Congress and general aviation - a quiet year

It doesn't have to be big to be important. In some ways, that sums up the way the 109th Congress (which has just adjourned) treated general aviation this legislative session. While there were no blockbuster bills, your AOPA Legislative Affairs team was again busy behind the scenes, with a number of important successes.

Foremost, of course, was maintaining pressure against the FAA and airlines' user fee proposal. AOPA worked hard in personal meetings to educate members of Congress about pilots' strong opposition to user fees. In addition to those multiple briefings, AOPA President Phil Boyer publicly testified before the House aviation subcommittee on the robust health of the aviation trust fund and the harm that user fees would cause to general aviation.

The 109th Congress did leave the FAA budget hanging for next year when it failed to pass an appropriations bill before adjourning. Instead, Congress passed a continuing resolution, which keeps the FAA budget for fiscal year 2007 at the same level as 2006.

The new Democratic leadership has said they intend to extend the continuing resolution for the full fiscal year. That will probably have little visible effect on FAA services to GA.

But it could have a significant effect on some FAA programs. The agency is accustomed to, and plans for, Congress increasing its budget every year. With the budget frozen at its current level, some FAA programs may be put on hold.

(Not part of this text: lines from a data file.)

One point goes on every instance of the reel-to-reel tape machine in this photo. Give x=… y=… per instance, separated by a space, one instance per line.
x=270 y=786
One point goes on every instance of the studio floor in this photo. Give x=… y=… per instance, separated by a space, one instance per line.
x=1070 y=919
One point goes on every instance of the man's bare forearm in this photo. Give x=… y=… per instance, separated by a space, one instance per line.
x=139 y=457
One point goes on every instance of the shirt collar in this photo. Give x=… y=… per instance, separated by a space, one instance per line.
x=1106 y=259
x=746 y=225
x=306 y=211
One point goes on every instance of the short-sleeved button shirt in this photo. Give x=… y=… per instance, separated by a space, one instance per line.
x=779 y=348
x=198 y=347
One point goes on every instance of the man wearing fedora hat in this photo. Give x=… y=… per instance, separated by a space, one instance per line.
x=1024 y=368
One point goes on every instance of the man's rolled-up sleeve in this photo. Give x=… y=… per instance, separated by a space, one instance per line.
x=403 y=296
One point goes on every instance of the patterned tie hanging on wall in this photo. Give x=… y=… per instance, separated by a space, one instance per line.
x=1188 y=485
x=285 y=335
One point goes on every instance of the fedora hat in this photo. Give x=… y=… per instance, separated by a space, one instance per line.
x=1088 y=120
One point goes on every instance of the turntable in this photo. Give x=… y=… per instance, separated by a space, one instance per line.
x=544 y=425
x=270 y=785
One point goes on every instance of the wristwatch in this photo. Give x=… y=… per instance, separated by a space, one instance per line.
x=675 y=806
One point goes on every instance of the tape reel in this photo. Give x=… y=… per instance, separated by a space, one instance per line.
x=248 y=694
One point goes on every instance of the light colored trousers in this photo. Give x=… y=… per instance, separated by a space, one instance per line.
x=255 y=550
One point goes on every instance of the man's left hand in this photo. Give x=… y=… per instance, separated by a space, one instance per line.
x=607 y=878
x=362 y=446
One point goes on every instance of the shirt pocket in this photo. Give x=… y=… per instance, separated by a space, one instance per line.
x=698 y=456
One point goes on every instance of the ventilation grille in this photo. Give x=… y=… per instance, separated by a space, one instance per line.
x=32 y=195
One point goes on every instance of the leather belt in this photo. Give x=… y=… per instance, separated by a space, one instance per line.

Already managers in some FAA offices have canceled all but essential trips and frozen new hiring.

Even through the FAA budget didn't pass, the budget for Homeland Security did, and included in that was some $275,000 to promote AOPA's Airport Watch program and continuing funding for the toll-free security hotline (866/GA-SECUR).

AOPA also weighed in with members of Congress on a plethora of issues important to GA pilots, including the Washington, D.C., Air Defense Identification Zone (ADIZ); unmanned aerial vehicles sharing airspace with GA aircraft; attempts to restrict National Weather Service products in favor of private, fee-based providers; and a range of regional issues including threats to local airports.

But while the last legislative session was relatively quiet for GA, the 110th Congress will be anything but quiet.

That's because the authority to fund the FAA expires in September, and the FAA, the airlines, and the White House intend to get user fees into the next reauthorization bill.

"This is the most critical issue facing general aviation and your association's single most important focus for 2007," said AOPA President Phil Boyer. "While a Democratic Congress is likely to be more sympathetic to our view on user fees, the battle is far from won."